Just because Julian Assange is a megalomaniacal creepbag doesn’t mean he’s wrong about everything. He’s most certainly not. In a Newsweek excerpt from his book When Google Met Wikileaks, Assange recounts his 2011 meeting with that company’s Executive Chairman Eric Schmidt and Ideas Director Jared Cohen, and his subsequent realization that the search giant enjoys a cozy relationship with the inner sanctums of D.C.’s biggest power brokers, even the White House. I don’t doubt that Google, the de facto Bell Labs of our time and likely in possession of more information than any other entity in the history of Earth, is indeed ensconced in politics (and vice versa), though I would caution against thinking the Silicon Valley behemoth is some sort of shadow government. In his black-and-white way of viewing the world, Assange needs his foes to be as massive as his ego, and he wants to see Google as an indomitable force shaping our world. While it has some influence–and I wish corporations didn’t have any entrée into such quarters–I think Assange is overestimating the company’s importance as a world-maker to inflate his own. In fact, if Google is mainly a search company a decade or two from now, it won’t have much sway at all–it’ll probably be in a lot of trouble. A passage about Assange’s research into Cohen’s role in geopolitics:
“Looking for something more concrete, I began to search in WikiLeaks’ archive for information on Cohen. State Department cables released as part of Cablegate reveal that Cohen had been in Afghanistan in 2009, trying to convince the four major Afghan mobile phone companies to move their antennas onto U.S. military bases. In Lebanon, he quietly worked to establish an intellectual and clerical rival to Hezbollah, the ‘Higher Shia League.’ And in London he offered Bollywood movie executives funds to insert anti-extremist content into their films, and promised to connect them to related networks in Hollywood.

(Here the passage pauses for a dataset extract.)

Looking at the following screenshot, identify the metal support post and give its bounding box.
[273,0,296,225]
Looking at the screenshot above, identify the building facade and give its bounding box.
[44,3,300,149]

Three days after he visited me at Ellingham Hall, Jared Cohen flew to Ireland to direct the ‘Save Summit,’ an event co-sponsored by Google Ideas and the Council on Foreign Relations. Gathering former inner-city gang members, right-wing militants, violent nationalists and ‘religious extremists’ from all over the world together in one place, the event aimed to workshop technological solutions to the problem of ‘violent extremism.’ What could go wrong?
Cohen’s world seems to be one event like this after another: endless soirees for the cross-fertilization of influence between elites and their vassals, under the pious rubric of ‘civil society.’ The received wisdom in advanced capitalist societies is that there still exists an organic ‘civil society sector’ in which institutions form autonomously and come together to manifest the interests and will of citizens. The fable has it that the boundaries of this sector are respected by actors from government and the ‘private sector,’ leaving a safe space for NGOs and nonprofits to advocate for things like human rights, free speech and accountable government.
This sounds like a great idea. But if it was ever true, it has not been for decades. Since at least the 1970s, authentic actors like unions and churches have folded under a sustained assault by free-market statism, transforming ‘civil society’ into a buyer’s market for political factions and corporate interests looking to exert influence at arm’s length. The last forty years have seen a huge proliferation of think tanks and political NGOs whose purpose, beneath all the verbiage, is to execute political agendas by proxy.”